Daniel nodded. “He probably had her watched. Must have followed Sean back to the restaurant or his place. I know Fat Paul’s been off doing something mysterious for Corgan, and if anyone’s good at just sitting in a car, eating and watching, it’s Paul.”

I thought of the time that Sean went to Elena’s on his own. If I had been feeling well, I would have been with him. They would have seen me too.

“So what do you think about it?” Daniel said.

“Think about what?”

“Sean and Elena.”

“There was no Sean and Elena.”

Daniel looked at me, without saying anything, his eyes wide.

“What?” I said.

He shook his head, very slowly, as if he was sad. “Oh, Anna. Anna, Anna, Anna.”

“I know my name. What? Why are you looking at me like that? No,” I said. I looked at him, waiting for the smile, looking for the grin. But Daniel just met my stare. “No,” I said again. “Do not take the piss, not now, not—”

“I’m not,” he said. “I wouldn’t.”

“So why this bullshit about Sean?”

“It’s not bullshit.”

“It is, you making this up, Daniel, he would not do what they say.”

“No?” Daniel said. “Really? So what
was
he doing round Elena’s? People aren’t what you think, Anna. You have this misty-eyed view of the world, but love, you need to get real.”

“What do you mean? Don’t play games with me.”

“Come on, Anna.

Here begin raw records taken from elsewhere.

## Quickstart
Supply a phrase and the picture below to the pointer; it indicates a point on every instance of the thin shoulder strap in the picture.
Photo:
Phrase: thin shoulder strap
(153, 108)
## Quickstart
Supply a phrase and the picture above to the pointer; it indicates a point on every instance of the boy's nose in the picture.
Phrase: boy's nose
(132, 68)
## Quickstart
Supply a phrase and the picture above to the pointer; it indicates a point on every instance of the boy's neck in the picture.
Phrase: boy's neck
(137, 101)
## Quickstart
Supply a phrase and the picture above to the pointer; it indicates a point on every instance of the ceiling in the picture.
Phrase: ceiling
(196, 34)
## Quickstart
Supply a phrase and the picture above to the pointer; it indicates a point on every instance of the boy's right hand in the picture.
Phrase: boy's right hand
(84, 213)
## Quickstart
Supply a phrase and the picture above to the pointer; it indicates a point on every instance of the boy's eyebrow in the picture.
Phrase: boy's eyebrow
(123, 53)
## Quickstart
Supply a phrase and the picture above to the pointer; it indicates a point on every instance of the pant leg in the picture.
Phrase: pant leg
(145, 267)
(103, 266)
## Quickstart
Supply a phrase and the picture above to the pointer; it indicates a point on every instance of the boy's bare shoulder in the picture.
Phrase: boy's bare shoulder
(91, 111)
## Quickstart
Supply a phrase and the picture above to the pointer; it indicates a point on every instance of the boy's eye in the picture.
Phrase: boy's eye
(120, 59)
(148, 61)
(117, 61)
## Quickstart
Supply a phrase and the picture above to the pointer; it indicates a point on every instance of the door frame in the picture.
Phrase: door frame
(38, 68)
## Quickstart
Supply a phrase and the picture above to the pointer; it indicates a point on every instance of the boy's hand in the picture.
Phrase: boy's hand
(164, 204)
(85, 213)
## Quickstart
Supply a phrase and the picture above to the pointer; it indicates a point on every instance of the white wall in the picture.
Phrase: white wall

From all accounts Sean’s been sniffing around her like a dog on heat. And you know what she does, Elena. You think he was popping round to see her, like they were best of friends? Draw your own conclusions. “

I shook my head, angry. “It wasn’t that.”

“No?” Daniel said. “So what was he doing round her flat on his own then? Delivering a pizza, was he?”

I opened my mouth and then I closed it again, and then I looked away.

“Fucking hell,” Daniel said. “Fuck. Ing. Hell. You know, don’t you?”

“Know what?”

“Don’t insult me, Anna, come on. You owe me more than that.”

I did. And maybe if I had told Daniel earlier, he might have warned me that our plan would be a disaster. “Me, him and Elena...it is just we were working on something. Before she got killed.”